Kenali Gejala GERD Umumnya, katup ini akan terbuka untuk memungkinkannya makanan dan minuman masuk ke arah lambung dan diolah. Sesudah minuman atau makanan masuk di lambung, katup ini akan tertutup kuat buat menahan isi lambung kembali naik ke tenggorokan.

Tetapi pada pasien GERD, katup ini menurun, hingga tidak bisa tutup secara baik. Ini menyebabkan isi lambung yang berisi makanan dan asam lambung naik ke tenggorokan.Kenali Gejala GERD
Jika keadaan ini terjadi terus-terusan, susunan tenggorokan akan teriritasi sampai infeksi dan lama-lama jadi kurang kuat. MPO Slot Online
Tanda-tanda GERD yang Umum Terjadi
Tanda-tanda yang umum terjadi waktu asam lambung naik ialah rasa asam atau pahit di mulut dan kesan perih atau panas terbakar di dada dan ulu hati. Ke-2 tanda-tanda ini umumnya akan makin lebih buruk waktu pasien membungkuk, tiduran, atau sesudah makan.
Kecuali mulut berasa asam dan ngilu ulu hati, tanda-tanda yang lain dapat mengikuti GERD ialah:
Penting untuk dipahami jika tanda-tanda GERD kadang
disalahmengertikan dengan penyakit serangan jantung, sebab ke-2 nya sama memunculkan kesan perih di dada dan ngilu ulu hati. Namun, tanda-tanda ke-2 peyakit ini dapat diperbedakan.

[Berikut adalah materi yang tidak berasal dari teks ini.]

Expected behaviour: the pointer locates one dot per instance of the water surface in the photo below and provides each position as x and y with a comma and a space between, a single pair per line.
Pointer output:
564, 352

Ngilu ulu hati atau ngilu dada sebab penyakit serangan jantung umumnya dirasa benar-benar berat, menyebar sampai ke lengan, leher, atau rahang,
dan umumnya tampil sesudah beraktivitas fisik.
Sedang ngilu ulu hati sebab tanda-tanda GERD biasanya dibarengi ada
rasa asam pada mulut, tidak diperburuk oleh rutinitas fisik, tidak menebar sampai ke lengan atau leher, dan dirasa makin berat waktu tiduran.
Untuk tentukan tipe obat yang mana pas dan pas dipakai untuk
menyembuhkan penyakit GERD, Anda perlu konsultasi ke dokter lebih dulu.
Dari sisi konsumsi beberapa obat di atas, lakukan perombakan pola hidup perlu dikerjakan agar tanda-tanda GERD tidak kumat kembali. Perombakan yang diartikan ialah:
Sesungguhnya, tiap orang dapat alami tanda-tanda asam lambung naik, khususnya sesudah makan dengan jumlah yang banyak, makan pada
tengah malam, atau konsumsi makanan yang memacu produksi asam lambung. Asam lambung naik baru disebutkan sebagai penyakit bila tanda-tanda itu tampil sekurang-kurangnya 2 kali dalam satu minggu.